Though the rate of confirmed coronavirus cases per day continues to drop, the military is still painfully far from being able to perform contact tracing for all who get infected — and might be even if it were operating at full capacity.
In early August, the Israel Defense Forces was formally tasked with “cutting the chain of infections” for the country — finding and testing those suspected of having contracted the disease and putting them into quarantine. This included taking responsibility for the country’s testing efforts and conducting epidemiological surveys: the practice of speaking with confirmed carriers to retrace their steps in the days following their infection to identify and warn those they may have unwittingly passed the disease on to.
Public health experts have identified this type of contact tracing as crucial in curbing the spread of the virus, as it allows authorities to locate people who may have contracted the disease before they have a chance to pass it on.
After receiving the directive from the government, the IDF began bringing in conscripted soldiers and reservists to operate the contact tracing unit. At the time, the military’s goal was to be able to perform up to 2,000 surveys per day with just over 1,000 surveyors by November 1, when the IDF Home Front Command’s “Alon” coronavirus task force and its contact tracing unit were meant to be fully up and running.
But by September, the number of cases surpassed 2,000, exploding to over 9,000 earlier this month, well beyond even the wildest imaginings of the task force.
The infection rate has trended downward in recent days, following a national lockdown, bringing the number of daily cases to roughly 4,000 on Thursday. This is still beyond the current capabilities of the military, but it is closing in.
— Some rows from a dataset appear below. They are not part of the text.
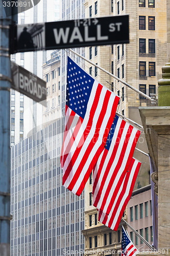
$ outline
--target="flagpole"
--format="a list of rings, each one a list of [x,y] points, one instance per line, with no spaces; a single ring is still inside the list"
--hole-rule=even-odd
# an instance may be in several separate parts
[[[122,114],[120,114],[119,113],[116,113],[116,115],[118,115],[118,116],[121,116],[121,117],[123,117],[123,118],[125,118],[125,119],[127,119],[128,121],[132,122],[132,123],[134,123],[136,125],[138,126],[138,127],[140,127],[140,128],[141,128],[143,130],[143,127],[142,126],[140,125],[140,124],[139,124],[137,123],[136,123],[136,122],[135,122],[134,121],[133,121],[133,120],[130,119],[128,117],[126,117],[126,116],[123,116],[123,115],[122,115]]]
[[[121,79],[119,78],[118,77],[117,77],[117,76],[115,76],[114,75],[113,75],[113,74],[111,74],[111,73],[109,72],[108,71],[107,71],[107,70],[103,69],[102,68],[101,68],[99,66],[96,65],[96,64],[95,64],[94,63],[92,62],[90,60],[87,59],[86,58],[85,58],[84,57],[83,57],[83,56],[81,55],[80,54],[79,54],[79,53],[77,53],[77,52],[75,52],[74,51],[73,51],[72,50],[71,50],[70,49],[68,49],[68,50],[69,51],[70,51],[70,52],[72,52],[73,53],[74,53],[75,54],[76,54],[76,55],[78,56],[79,57],[80,57],[81,58],[82,58],[84,60],[86,60],[86,61],[88,62],[89,63],[90,63],[92,65],[93,65],[95,67],[96,67],[96,68],[98,68],[98,69],[100,69],[101,70],[102,70],[102,71],[103,71],[104,72],[106,73],[106,74],[108,74],[108,75],[109,75],[110,76],[112,76],[114,78],[116,79],[116,80],[118,80],[118,81],[119,81],[119,82],[121,82],[122,83],[124,83],[124,84],[125,84],[125,86],[126,86],[128,87],[129,87],[129,88],[131,88],[131,89],[133,90],[136,92],[139,93],[139,94],[140,94],[142,96],[145,97],[145,98],[147,98],[148,99],[149,99],[150,100],[151,100],[151,101],[152,101],[153,100],[151,98],[151,97],[149,96],[147,94],[145,94],[144,93],[143,93],[142,92],[141,92],[140,91],[137,90],[136,88],[135,88],[134,87],[133,87],[133,86],[131,86],[130,84],[129,84],[129,83],[126,82],[123,80],[122,80]]]
[[[128,223],[128,222],[127,222],[126,221],[126,220],[125,220],[124,219],[122,218],[122,220],[126,224],[126,225],[127,226],[128,226],[134,233],[141,240],[142,240],[144,243],[149,247],[150,247],[151,249],[153,249],[153,247],[152,246],[152,245],[151,245],[148,241],[147,241],[147,240],[145,240],[144,239],[144,238],[143,238],[143,237],[142,237],[140,234],[139,234],[139,233],[138,232],[137,232],[137,231],[135,230],[135,229],[134,229],[133,228],[133,227],[129,224]]]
We are pushing back the fog
Since then, the Home Front Command has altered its goals, bringing in more people to act as surveyors. By November 1, the military plans to have over 2,000 soldiers performing contact tracing, at a rate of roughly two investigations per day, according to an officer from the unit, Lt. Col. Raviv Hadar.
Hadar said he received a call around the time the unit was being formed and was asked if he’d be interested in joining. He had no background in public health or epidemiology, having served most of his career in human resource-related units in the Israeli Navy, but nevertheless agreed to come in, seeing this as a form of “volunteering.”
Military officials often compare the fight against the coronavirus pandemic to a war. Asked who exactly was the enemy in the conflict, Hadar said it was “the unknown.”
“We are pushing back the fog,” he said, speaking to reporters at the Alon task force offices in the Home Front Command’s headquarters in Ramle.
Hadar said the unit was currently engaged in two simultaneous missions: conducting contact tracing with the personnel and systems currently at its disposal and building up its capabilities to their full potential by November 1.
In a fitting turn of events, the task force is currently operating out of what was once the Home Front Command’s simulator facility — a full building where the military would train local governments on how to respond to emergencies.
The Health Ministry and local governments are also assisting in this effort, with roughly 80 percent of the country’s municipalities employing at least some contact tracers, Hadar said.
According to Hadar, the “bottleneck” preventing an expansion of the epidemiological survey program is a shortage in the number of qualified nurses from the Health Ministry to train and supervise the military’s contact tracers.
As it is, he said, the military has already streamlined the training process down to one week and translated the originally English program into Hebrew to make it easier.
Though the military hopes to eventually be able to reach every confirmed carrier of the novel coronavirus, it is currently overwhelmed and forced to perform triage. According to Hadar, who has served in the unit almost since it was created in August, a few options were considered as a way to prioritize cases: focusing on the worst outbreaks; on areas where outbreaks were just beginning, to prevent them from getting worse; and on the most recent cases.
Ultimately, they settled on a “last in, first out” model, where the latest cases get contact tracing, and older cases are low priority.
“After four days or so the cases have already dispersed anyway,” Hadar said.
The contact tracers work in two eight-hour shifts, the first of which starts at about 9 a.m., with the second ending at approximately 9 p.m. Though they operate seven days a week, they are mindful of whom they call on Shabbat, when most Jewish religiously observant people don’t answer the phone or use electricity.
Hadar said the unit hopes to make the effort more efficient going forward, with a more powerful data tracking system that is being designed by Military Intelligence’s famed Unit 8200. Going forward, for instance, those diagnosed with the disease will receive a text message with a questionnaire to start them thinking about where they have been and with whom they’ve been in contact before a surveyor calls them to complete the process. (According to Hadar, the questionnaire itself is insufficient. A trained person is required to ensure the accuracy of the answers.)
Even when the project is fully up and running next month, Hadar said it will be no replacement for “personal responsibility.”
“Don’t expect that the authorities will get to you because of a survey. If you hear that someone who you were close to tested positive, you have to go into quarantine in order to protect those around you. Get a referral and get tested,” he said.